Ban räumt Ende 2016 den Chefsessel. Ab morgen, Dienstag, beginnen in der Uno-Vollversammlung in New York Anhörungen der offiziellen Kandidatinnen und Kandidaten. Vier der bisher acht offiziellen Bewerber sind Frauen: Unesco-Chefin Irina Bokowa aus Bulgarien, Natalia Gherman, früher Außenministerin von Moldau, die Kroatin Vesna Pusić, ebenfalls einst Außenministerin, und die frühere neuseeländische Regierungschefin Helen Clark.

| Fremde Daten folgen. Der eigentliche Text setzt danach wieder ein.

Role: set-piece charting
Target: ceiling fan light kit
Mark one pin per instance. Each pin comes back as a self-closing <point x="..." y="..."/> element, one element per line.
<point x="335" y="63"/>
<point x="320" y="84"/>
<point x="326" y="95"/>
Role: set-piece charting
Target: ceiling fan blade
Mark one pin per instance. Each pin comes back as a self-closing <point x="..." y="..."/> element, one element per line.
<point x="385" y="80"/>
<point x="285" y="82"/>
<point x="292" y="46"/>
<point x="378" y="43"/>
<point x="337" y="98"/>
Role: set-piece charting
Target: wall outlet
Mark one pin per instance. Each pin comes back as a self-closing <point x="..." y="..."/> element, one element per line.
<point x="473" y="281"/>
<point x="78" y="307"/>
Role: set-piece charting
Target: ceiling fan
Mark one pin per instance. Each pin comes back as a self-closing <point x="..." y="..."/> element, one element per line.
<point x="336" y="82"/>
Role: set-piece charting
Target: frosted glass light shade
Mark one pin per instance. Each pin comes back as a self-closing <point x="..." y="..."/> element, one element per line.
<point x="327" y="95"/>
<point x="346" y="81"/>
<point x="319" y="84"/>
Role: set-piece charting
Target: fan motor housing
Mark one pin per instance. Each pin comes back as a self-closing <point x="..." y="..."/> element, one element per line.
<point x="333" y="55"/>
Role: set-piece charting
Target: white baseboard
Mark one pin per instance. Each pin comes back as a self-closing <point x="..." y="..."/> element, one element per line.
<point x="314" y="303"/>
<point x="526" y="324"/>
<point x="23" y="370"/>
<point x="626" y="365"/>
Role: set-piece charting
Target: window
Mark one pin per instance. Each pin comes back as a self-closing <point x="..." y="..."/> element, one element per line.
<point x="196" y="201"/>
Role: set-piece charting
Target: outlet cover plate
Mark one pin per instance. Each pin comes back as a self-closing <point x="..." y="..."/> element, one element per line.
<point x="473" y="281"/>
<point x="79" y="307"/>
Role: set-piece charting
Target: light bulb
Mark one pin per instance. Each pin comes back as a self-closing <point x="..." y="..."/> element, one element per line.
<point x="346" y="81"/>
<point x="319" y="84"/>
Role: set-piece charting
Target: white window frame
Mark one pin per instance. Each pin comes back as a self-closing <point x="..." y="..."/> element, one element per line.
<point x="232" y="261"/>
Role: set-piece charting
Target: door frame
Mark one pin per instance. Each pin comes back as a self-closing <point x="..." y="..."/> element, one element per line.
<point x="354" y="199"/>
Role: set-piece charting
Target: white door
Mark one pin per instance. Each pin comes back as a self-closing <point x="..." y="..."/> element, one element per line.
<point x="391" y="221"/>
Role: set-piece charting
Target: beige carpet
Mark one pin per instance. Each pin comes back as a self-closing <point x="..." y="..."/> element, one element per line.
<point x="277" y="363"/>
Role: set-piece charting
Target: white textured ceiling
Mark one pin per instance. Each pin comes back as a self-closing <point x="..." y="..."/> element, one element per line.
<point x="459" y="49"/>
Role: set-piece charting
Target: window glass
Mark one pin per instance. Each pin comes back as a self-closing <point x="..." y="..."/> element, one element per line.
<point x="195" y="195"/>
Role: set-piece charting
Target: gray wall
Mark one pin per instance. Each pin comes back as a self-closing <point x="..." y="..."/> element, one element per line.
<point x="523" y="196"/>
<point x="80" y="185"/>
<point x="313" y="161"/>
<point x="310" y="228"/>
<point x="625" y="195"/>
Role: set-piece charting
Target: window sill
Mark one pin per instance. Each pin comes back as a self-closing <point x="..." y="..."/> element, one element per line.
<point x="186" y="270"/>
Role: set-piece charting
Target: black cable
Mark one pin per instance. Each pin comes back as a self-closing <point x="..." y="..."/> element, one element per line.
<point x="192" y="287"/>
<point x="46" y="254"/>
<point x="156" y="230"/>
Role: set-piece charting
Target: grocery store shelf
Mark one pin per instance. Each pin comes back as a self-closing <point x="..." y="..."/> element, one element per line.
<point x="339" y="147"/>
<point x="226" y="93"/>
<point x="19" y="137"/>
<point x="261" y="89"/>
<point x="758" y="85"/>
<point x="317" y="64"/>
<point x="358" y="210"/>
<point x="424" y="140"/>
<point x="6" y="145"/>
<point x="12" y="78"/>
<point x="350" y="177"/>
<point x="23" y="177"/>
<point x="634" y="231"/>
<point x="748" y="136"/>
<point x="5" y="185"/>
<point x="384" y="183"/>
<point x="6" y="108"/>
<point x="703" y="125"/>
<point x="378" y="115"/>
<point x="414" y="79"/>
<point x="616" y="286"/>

Zudem machen sich vier Männer Hoffnungen: der frühere portugiesische Premier António Guterres, Sloweniens Expräsident Danilo Türk, Mazedoniens Ex-Außenminister Srgjan Kerim und Igor Luksic, Außenminister von Montenegro.

"Frauen wie auch Männer"

Der Präsident der Uno-Vollversammlung, Mogens Lykketoft, hatte die Mitgliedsstaaten aufgerufen, "Frauen wie auch Männer" zu nominieren. In den Regierungssitzen der 193 Mitgliedsländer reift die Einsicht, dass die Hälfte der Weltbevölkerung nicht ignoriert werden kann – etwa in den USA. Dort fordern eine Reihe von Senatoren Präsident Barack Obama auf, eine Bewerberin zu fördern.

Die Kandidatinnen wollen aber nicht gewählt werden, nur weil sie Frauen sind. "Ich möchte, dass Frauen eine faire Chance haben, jede Führungsposition zu erklimmen", sagt Clark, derzeit Chefin des UN-Entwicklungsprogramms.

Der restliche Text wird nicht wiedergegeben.